A number of studies have linked obesity with low-income status in some populations, Dr. Cleeland said.
In 2008 she studied blue-collar workers at three large manufacturers in North Georgia. Even among this working population, she found what she said was a shocking level of "food insecurity," or the inability to afford foods that provide balanced nutrition, paired with higher-than-average rates of diabetes and obesity.
More than three-quarters of the 98 employees surveyed were overweight or obese, she said, and almost 40 percent said they could not afford balanced meals.
"These were employed workers who are doing relatively well financially and still had the food security issues," Dr. Cleeland said. "And we did this prior to the recession, so it makes me really wonder what the situation is now and to what extent the problem has worsened."
Many health advocates believe that efforts to fight obesity not only must address individual choices but also tackle bigger issues - such as the accessibility and affordability of healthy foods.

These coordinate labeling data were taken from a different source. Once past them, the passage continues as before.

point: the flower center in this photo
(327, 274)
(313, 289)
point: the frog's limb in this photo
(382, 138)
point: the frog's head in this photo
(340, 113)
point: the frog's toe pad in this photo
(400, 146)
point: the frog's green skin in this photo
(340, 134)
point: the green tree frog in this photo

and the creation of safe places to exercise - that will make it easier for people of all income levels to be fit.
"There are places in town where it really isn't safe for a kid to play outside," said John Bilderback, program manager for Step One, the anti-obesity program of the Chattanooga-Hamilton County Health Department.
Some local advocates are working to create joint-use agreements that would allow local families to use school playgrounds, he said.

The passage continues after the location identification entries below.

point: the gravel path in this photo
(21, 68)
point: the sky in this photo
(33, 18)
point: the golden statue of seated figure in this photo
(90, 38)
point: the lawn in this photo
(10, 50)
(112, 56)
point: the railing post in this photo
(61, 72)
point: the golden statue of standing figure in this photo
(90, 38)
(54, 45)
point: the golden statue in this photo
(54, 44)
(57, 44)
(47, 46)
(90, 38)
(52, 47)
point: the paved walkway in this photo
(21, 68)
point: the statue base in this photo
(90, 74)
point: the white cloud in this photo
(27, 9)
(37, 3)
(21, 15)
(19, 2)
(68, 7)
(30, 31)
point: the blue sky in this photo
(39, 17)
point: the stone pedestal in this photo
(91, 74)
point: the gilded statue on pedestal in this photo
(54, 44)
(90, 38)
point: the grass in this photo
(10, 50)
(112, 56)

It also costs more to eat healthy food, experts say.
Prices for processed foods made with high-fructose corn syrup, such as soft drinks and fast food, have declined sharply since 1985, while the cost of fresh fruits and vegetables has risen nearly 40 percent in two decades, according to the Institute for Agriculture and Trade Policy. The Minneapolis-based institute advocates for sustainable food, farm and trade systems.
"We've got an overweight population that does not have money to buy the right kinds of food," said Nancy Kennedy, executive director of the North Georgia Healthcare Partnership, a nonprofit organization focused on healthy lifestyles. "They're buying the fast foods where for $4.99 you get the double burger and curly fries and 32-ounce Coke."
Poor neighborhoods also may have fewer grocery stores that carry fresh fruits and vegetables. Residents must shop at convenience stores and gas stations, which focus on more processed and unhealthy options, Mr. Bilderback said.
Lori Quillen, policy analyst with the Ochs Center for Metropolitan Studies in Chattanooga, cited a recent study of federal food stamp use in Hamilton County. She said that in the five areas with the highest use, almost 90 percent of the stores that accepted food stamps are considered "fringe food" outlets, such as gas stations and convenience stores.
"What that begins to get at is that, in some of these lower-income neighborhoods, there actually is less access to healthy food," she said.
Mr. Bilderback said some school and neighborhood leaders are using grant money to build community gardens for residents to grow their own produce.
Federal food assistance programs also are a way to help poor people afford healthy foods, local advocates say.
This year, Tennessee's federal Women, Infants and Children food assistance program began offering fresh produce from farmers' markets for enrollees. The Georgia WIC program has partnered with local farmers markets for a few years.